The objective of this research is to develop insight into modeling of Distributed Generation (DG) particularly Renewable Energy Resources for network penetration, incorporating MW and MVAr demand response under load variability; to develop a value based optimization tool for integration of DG interconnection; to develop new performances metrics for evaluation of reliability, efficiency and congestion management of power system . The approach is aimed at developing improved models of DG and loads for grid penetration, Renewable Energy Resources response to demand system and control data approximate and determination of limits as input to overall optimized problems design of performance indices, metrics, and system studies for different scenarios associated with DG for optimum energy of the distribution or sub transmission.
Intellectual Merit: The research will use a computational approach to evaluate the impact of DG on network operation. A preferred method of marginal benefits of DG as a function of Location Marginal Price for voltage stability changes will be developed utilizing interior point and integer programming extensions. The robustness of the integrated scheme will be tested on a benchmark system.

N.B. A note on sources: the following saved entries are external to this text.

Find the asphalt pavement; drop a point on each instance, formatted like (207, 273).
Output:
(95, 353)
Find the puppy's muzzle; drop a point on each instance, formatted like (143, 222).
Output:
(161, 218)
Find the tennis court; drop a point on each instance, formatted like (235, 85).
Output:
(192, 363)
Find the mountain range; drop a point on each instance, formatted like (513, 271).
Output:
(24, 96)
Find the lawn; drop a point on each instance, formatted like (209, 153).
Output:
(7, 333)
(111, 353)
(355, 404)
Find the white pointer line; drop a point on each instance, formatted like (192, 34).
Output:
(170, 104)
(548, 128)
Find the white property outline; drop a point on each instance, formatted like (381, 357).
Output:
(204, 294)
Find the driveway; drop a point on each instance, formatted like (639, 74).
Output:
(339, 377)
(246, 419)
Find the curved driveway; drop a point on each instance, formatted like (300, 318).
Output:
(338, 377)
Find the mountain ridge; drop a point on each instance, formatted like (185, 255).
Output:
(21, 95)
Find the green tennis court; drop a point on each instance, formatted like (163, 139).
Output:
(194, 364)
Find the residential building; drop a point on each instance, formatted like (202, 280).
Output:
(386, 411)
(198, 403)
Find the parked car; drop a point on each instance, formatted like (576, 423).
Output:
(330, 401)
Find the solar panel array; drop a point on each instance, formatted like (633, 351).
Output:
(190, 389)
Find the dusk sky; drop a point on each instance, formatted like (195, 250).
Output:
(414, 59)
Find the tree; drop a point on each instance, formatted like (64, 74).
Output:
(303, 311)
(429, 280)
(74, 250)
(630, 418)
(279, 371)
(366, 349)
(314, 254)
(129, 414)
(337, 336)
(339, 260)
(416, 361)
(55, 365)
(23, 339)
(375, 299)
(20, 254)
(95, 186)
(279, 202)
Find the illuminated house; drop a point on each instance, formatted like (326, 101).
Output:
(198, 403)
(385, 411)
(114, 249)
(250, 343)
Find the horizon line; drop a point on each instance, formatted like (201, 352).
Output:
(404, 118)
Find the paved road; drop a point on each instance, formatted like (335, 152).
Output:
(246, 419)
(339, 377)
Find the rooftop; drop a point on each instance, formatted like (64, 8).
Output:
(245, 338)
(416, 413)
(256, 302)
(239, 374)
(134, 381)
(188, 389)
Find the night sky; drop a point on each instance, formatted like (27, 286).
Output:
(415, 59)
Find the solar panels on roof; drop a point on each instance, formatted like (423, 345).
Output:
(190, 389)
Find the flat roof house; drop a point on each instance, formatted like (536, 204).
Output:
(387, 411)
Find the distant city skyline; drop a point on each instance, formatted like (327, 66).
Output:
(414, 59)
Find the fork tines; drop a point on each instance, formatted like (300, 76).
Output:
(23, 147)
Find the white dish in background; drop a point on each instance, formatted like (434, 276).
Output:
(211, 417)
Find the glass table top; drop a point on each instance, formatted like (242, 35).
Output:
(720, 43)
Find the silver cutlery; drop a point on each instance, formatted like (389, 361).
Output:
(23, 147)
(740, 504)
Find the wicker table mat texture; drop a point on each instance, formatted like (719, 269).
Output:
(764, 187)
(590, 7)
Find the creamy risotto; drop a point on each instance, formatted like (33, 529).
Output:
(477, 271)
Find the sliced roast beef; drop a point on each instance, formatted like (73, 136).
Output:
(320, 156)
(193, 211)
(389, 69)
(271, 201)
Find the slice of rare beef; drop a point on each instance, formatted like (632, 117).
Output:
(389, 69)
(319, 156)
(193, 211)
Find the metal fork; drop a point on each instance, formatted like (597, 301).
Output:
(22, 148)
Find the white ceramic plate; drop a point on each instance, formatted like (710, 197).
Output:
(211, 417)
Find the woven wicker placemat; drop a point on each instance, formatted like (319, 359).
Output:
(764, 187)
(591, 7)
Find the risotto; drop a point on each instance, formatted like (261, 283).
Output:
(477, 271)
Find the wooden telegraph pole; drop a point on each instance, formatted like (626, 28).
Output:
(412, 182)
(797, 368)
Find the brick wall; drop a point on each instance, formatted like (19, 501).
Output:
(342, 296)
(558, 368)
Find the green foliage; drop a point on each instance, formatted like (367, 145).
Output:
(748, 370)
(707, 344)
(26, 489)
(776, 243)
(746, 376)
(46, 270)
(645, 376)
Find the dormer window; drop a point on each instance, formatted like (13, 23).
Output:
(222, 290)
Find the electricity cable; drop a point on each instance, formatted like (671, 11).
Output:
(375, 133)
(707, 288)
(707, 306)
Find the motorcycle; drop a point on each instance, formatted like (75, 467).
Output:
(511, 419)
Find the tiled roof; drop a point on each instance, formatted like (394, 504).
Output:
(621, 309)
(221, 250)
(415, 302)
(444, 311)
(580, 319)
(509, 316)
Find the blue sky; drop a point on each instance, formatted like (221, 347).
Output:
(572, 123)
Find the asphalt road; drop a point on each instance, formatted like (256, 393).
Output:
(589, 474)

Broader Impacts: The research will enhance optimization techniques for energy systems, thus improving system efficiency. It will further provide a contribution to the development of the autonomous Smart Grid under increased penetration of DG including alternative energy options. This is of benefit for the Nation's energy security and quality of life. The project will further facilitate training of minority students and have impact on educating the future power and energy workforce.